PASTA SALAD
Lecture for PASTA SALAD: WS IDW 2025 Antwerp University
LECTURE WS PASTA SALAD BY A MULTITUDE
Xander Wilhelm and Celeste Tellarini
Year: February 2025
Lecture “(ELEGANT) TRANSGRESSION”:
pic nic as the reinterpretation of the table’s archetype.
Xander Wilhelm and Celeste Tellarini attended one of the fifteen workshops at the IDW 2025 (International Design Workshop Week University of Antwerp / Faculty of Design Sciences in collaboration with the Royal Academy of Fine Arts Antwerp).
Following the description of the workshop:
”In an era of food delivery and individuality, we propose a journey back to the primary act of sharing a meal. We aim to reimagine the picnic as an act of coming together and celebrating our shared spaces, where the preparatory work necessary to the final event is as crucial as the event itself. Planning, coordinating, discussing, solving and inventing are in fact already part of the ritual.
The picnic, a timeless tradition, serves as our canvas. It represents a low-threshold, accessible way to break free from our domestic routines and engage with each other, experiment with other ways of performing ordinary actions and take a break from the hectic everyday obligations. The workshop will explore the art and science of picnicking, viewing it through the lens of design. We will start by evaluating the specificcharacteristics of mobile dining equipment, how it differs from our everyday household objects and experiences.
The focus will be an investigation of a series of tools that enable temporary inhabitation. Participants will develop innovative ideas for picnic equipment along the topics of transportation, seating, cutlery, weather protection, playing and entertaining. Our goal is to create tools and utensils that serve practical purposes but also think beyond our traditional understandings. Something as simple as a picnic will provide us with many questions not only on social interactions but on sustainability, cultural biases and the limits of design.
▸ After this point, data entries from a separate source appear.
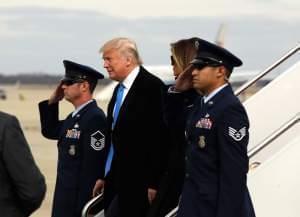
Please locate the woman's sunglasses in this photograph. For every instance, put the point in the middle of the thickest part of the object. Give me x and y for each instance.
(71, 82)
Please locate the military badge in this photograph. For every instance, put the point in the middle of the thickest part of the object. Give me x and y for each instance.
(204, 123)
(201, 142)
(72, 150)
(73, 134)
(237, 135)
(97, 141)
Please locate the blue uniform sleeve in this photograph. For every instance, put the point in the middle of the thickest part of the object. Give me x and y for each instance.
(233, 139)
(94, 154)
(50, 124)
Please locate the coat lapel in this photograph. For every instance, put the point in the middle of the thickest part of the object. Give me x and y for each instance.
(131, 95)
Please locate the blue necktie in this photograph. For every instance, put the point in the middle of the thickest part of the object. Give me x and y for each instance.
(118, 104)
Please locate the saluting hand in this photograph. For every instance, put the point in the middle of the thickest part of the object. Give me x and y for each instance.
(151, 194)
(184, 80)
(57, 95)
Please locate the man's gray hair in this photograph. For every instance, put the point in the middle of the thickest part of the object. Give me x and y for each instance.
(125, 46)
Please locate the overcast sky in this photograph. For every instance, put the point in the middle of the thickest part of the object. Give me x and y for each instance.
(36, 35)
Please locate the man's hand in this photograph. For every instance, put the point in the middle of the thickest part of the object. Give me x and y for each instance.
(184, 80)
(57, 95)
(98, 188)
(151, 194)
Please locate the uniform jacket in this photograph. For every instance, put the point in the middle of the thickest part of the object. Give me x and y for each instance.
(139, 144)
(81, 155)
(217, 161)
(22, 184)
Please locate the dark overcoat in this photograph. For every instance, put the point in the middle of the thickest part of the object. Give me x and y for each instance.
(139, 145)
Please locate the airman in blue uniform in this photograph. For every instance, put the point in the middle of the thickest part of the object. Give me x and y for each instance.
(217, 134)
(81, 139)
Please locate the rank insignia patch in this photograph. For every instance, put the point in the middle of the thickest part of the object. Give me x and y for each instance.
(204, 123)
(237, 135)
(97, 141)
(201, 142)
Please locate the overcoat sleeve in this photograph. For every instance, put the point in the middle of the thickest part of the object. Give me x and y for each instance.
(28, 181)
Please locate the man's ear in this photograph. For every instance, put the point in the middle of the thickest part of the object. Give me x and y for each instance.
(85, 86)
(221, 72)
(128, 61)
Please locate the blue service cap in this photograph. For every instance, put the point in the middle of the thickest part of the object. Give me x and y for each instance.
(76, 71)
(214, 55)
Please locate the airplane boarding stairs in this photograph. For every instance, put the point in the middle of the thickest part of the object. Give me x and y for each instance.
(274, 146)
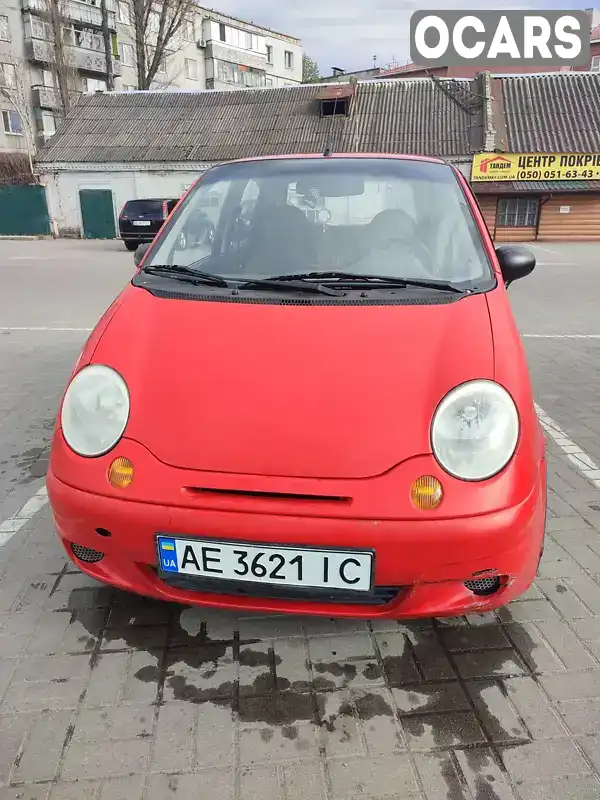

During the workshop we will explore different categories of tools and facilitators, developing ideas through prototypes. The final day will be a picnic, a joyful moment in which the daily camping equipment will be tried and tested during the event.”
(ELEGANT) TRANSGRESSION
The origins of the picnic date back to the 1600s when the wealthy would dine outdoors during hunting sessions. It emerged as an elegant act of transgression against the overly structured and formal “gatherings around the table” of the time. A more relaxed arrangement that fosters conviviality and connection between individuals, food and objects over the rigidity of table etiquette.
The picnic can be seen as a reinterpretation of the table’s archetype and its elements. These elements participate the ritual of the table (the mise en place) across cultures and eras, and can be categorized into four types: containers (such as plates, trays, and vases), glasses (for different types of beverages), cutlery (utensils to stir, cut, eat) and accessories (including candleholders, cutlery rests, and textiles).
To enhance this transition form a formal practice to a more spontaneous system (of people, food and objects) we have to question the last bits of etiquette: traditional tableware.
Throughout the lenses of the four types we will push this sense of transgression and redesign the traditional vision of these utensils. The food the students will choose will be removed from its usual context and transformed into unconventional tableware—objects that can be eventually consumed either after the meal.
Together, we will explore historical and cultural examples that illustrate how food is not merely something to be consumed but also an active participant in the ritual of the table itself.
The purpose of this exercise, and its contribution to the final picnic, is to amplify this sense of (elegant) transgression by making food the central element of the entire gathering.